Oh I see, thank you!

In that case, can they be used to evaluate the relative probabilities of two models sampled separately?

You mean with the same outcome and the same number of observations? If so, then yes but it is not a good idea because there is no accounting for the different number of (effective) parameters. Use loo in the loo package, which is designed for model comparison, unlike lp__.

I have been comparing a variety of different models with the same outcome and number of trials in the task. I’ll take a look at loo, thanks!

However, actually, I suppose it is not the “same number of observations”. Some of the simpler models ignore some of the data while some others use all of it - for instance - a model that incorporates response time into a hybrid reinforcement-learning/linear ballistic accumulator model, compared with a pure reinforcement-learning model that ignores response times and only uses response outcomes.
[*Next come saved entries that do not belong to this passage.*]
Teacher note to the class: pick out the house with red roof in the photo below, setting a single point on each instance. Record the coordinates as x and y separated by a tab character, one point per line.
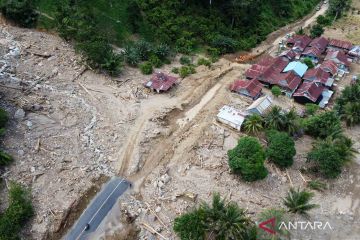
298	43
248	88
288	82
340	58
320	43
329	66
313	53
309	92
318	75
335	44
160	82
There is no model comparison for models with different numbers of observations. You can use the subset of the bigger dataset that is used as the smaller dataset.

1 Like

OK - just to make sure I understand:
Let’s say have two models, one that predicts y from x1 and x2, and another that tries to predict y from only x1:

Here’s the first model:

data{
  vector[100] x1;
  vector[100] x2;
  vector[100] y;
}
parameters{
  real beta1;
  real beta2;
}
model{
  beta1~normal(0,1);
  beta2~normal(0,1);
  y~normal(beta1*x1+beta2*x2,1);
}

and the second model:


data{
  vector[100] x1;
  vector[100] x2;
  vector[100] y;
}

parameters{
  real beta1;
}

model{
  beta1~normal(0,1);
  y~normal(beta1*x1,1);
}

Apologies if I haven’t got this quite right (haven’t actually tested as it’s just an example).

But this is fairly analogous to the difference between my models. Surely there’s a way to compare the fit of adding an extra variable into the model?

Extra predictor, yes (presuming it is the same 100 observations in both models). Use loo in the loo package.

1 Like

OK thanks very much

One more clarification if you don’t mind: is the only problem with using lp__ as a measure of relative fit that it doesn’t do appropriate penalization for adding/removing additional factors?

Then I might think that if

  • I had a model with the same number of parameters, or
  • I compared two quite different models, and the one with more parameters performed less well

I could be justified in using lp__ to conclude which model was a better fit, so as to avoid having to modify the models to add separate log_likelihood calculation.

No, that is just one problem with it, not the only one. As I said above, it is the effective number of parameters that matters, rather than the nominal number. Different models with the same number of nominal parameters can have different numbers of effective parameters or a model with more nominal parameters can have fewer effective parameters. Also, lp__ includes priors and Jacobian adjustments, whereas model comparison is best done with the likelihood only. Basically, use loo in the loo package, which avoids these problems and has diagnostics for when the assumptions underpinning it do not hold, instead of trying to come up with a rationalization for using something that is not intended for model comparison.